In 2010, at the session of the Parliament, Islam Karimov said that for every 100,000 people in Uzbekistan there were 166 prisoners, i.e. there were approximately 46,480 people in prison. The Chairman of the Supreme Court of Uzbekistan stated the same data (166 per 100 thousand) in November 2014.

The International Centre for Prison Studies (ICPS) relies on this figure. In 2013, the Centre reported that in 2012 the number of prisoners, including those under investigation, declined to 46 420 people, of whom 42,000 were serving sentences. These statements were published with reference to the US State Department Country Reports on Human Rights Practices for 2012. This report presents data on the number of prisoner held in 58 penal institutions of Uzbekistan in 2009. However, the Centre did not specify that the data available to the State Department was outdated.

As it turns out, ICPS collects information from different sources:

Penal Reform International — http://www.penalreform.org/where-we-work/central-asia/;

It is impossible to double-check the data provided by these sources. All attempts to find the publication by the links displayed leads to the main page of the website and in the archives were not saved. Uzbekistan does not allow access by the UN Special Rapporteurs for the past 11 years; it expelled the HRW from the country.

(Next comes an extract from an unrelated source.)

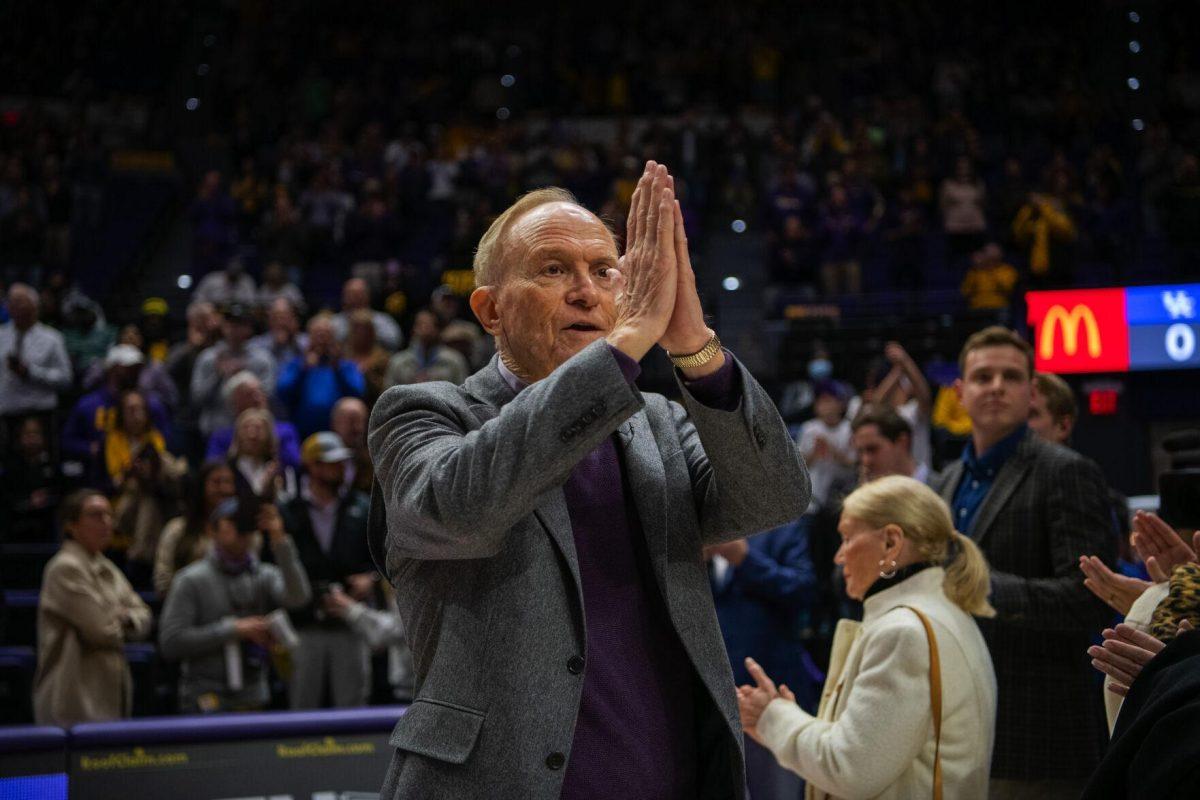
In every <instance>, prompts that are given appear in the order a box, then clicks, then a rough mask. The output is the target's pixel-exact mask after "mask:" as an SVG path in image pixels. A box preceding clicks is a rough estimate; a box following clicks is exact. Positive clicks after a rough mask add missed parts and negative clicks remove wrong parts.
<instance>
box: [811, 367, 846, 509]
mask: <svg viewBox="0 0 1200 800" xmlns="http://www.w3.org/2000/svg"><path fill="white" fill-rule="evenodd" d="M814 393H815V395H816V397H815V399H814V401H812V410H814V413H815V414H816V417H815V419H812V420H809V421H808V422H805V423H804V425H802V426H800V434H799V445H800V455H802V456H804V463H805V464H808V468H809V476H810V477H811V479H812V506H811V507H810V510H812V509H816V507H818V506H823V505H826V504H828V503H829V501H830V499H832V497H830V492H832V489H833V487H834V485H835V483H838V482H839V481H844V480H846V479H851V480H852V479H853V473H854V449H853V447H852V446H851V443H850V434H851V432H850V420H847V419H846V417H845V415H846V390H845V389H842V387H841V385H840V384H839V383H838V381H835V380H829V379H824V380H821V381H820V383H817V385H816V386H815V387H814Z"/></svg>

Our analysis shows that the official data provided by Tashkent causes serious doubts, because the figures are very low. As reported by the media, the Amnesty announced in November 2014 applied to more than 50,000 prisoners. In addition, in 2013, on the occasion of the 21st anniversary of the adoption of the Constitution, 69.5 thousand individuals were pardoned. These figures were published by Office of the Prosecutor General of Uzbekistan, with reference to the Resolution of the Senate of the Oliy Majlis (Parliament).

But, how can anyone amnesty 69,500 prisoners, if not long before such decision, according to official figures, there were a total of 46,480?

Association for Human Rights in Central Asia (ARCA) sent a query to the International Centre for Prison Studies (ICPS). We asked the ICPS to describe their methodology for obtaining input data and explain why, in their report for 2012, they were using the statistics applicable to 2009. Does the ICPS confirm the data presented their findings, which indicate a reduction of number of prisoners in Uzbekistan, or was that a mistake? We will inform the public when we receive a response to our query.

According to our sources, the Uzbek prison colonies are crowded. The prison cells designed for four people contain 8-9 prisoners. The number of the penal institutions and the number of prisoners in each colony changes frequently. The number of prison colonies may be declining, but the number of prisoners is only growing. For example, in 2011, the Andijan prison (УЯ 64/СИ-14 GUIN - Ed.) was closed. However, the prisoners held in that colony were transferred to other prisons, where new buildings were constructed. The public is usually informed about the new colonies and prisons, about the change of location, but not about the construction of new buildings or additional cells.

Unless some authoritative international mission visits prisons in Uzbekistan, the official statistics cannot be verified. Even the International Red Cross does not have access to the prisons for an independent assessment.
Association for Human Rights in Central Asia believes that the government of Uzbekistan completely falsifies data on the number of prisoners. Then many international publications and organisations circulate these figures without critical analysis and verification. Independent experts of the UN and the governments of democratic countries should request the authorities of Uzbekistan to publish reliable statistics on the number of prisons and prisoners in Uzbekistan.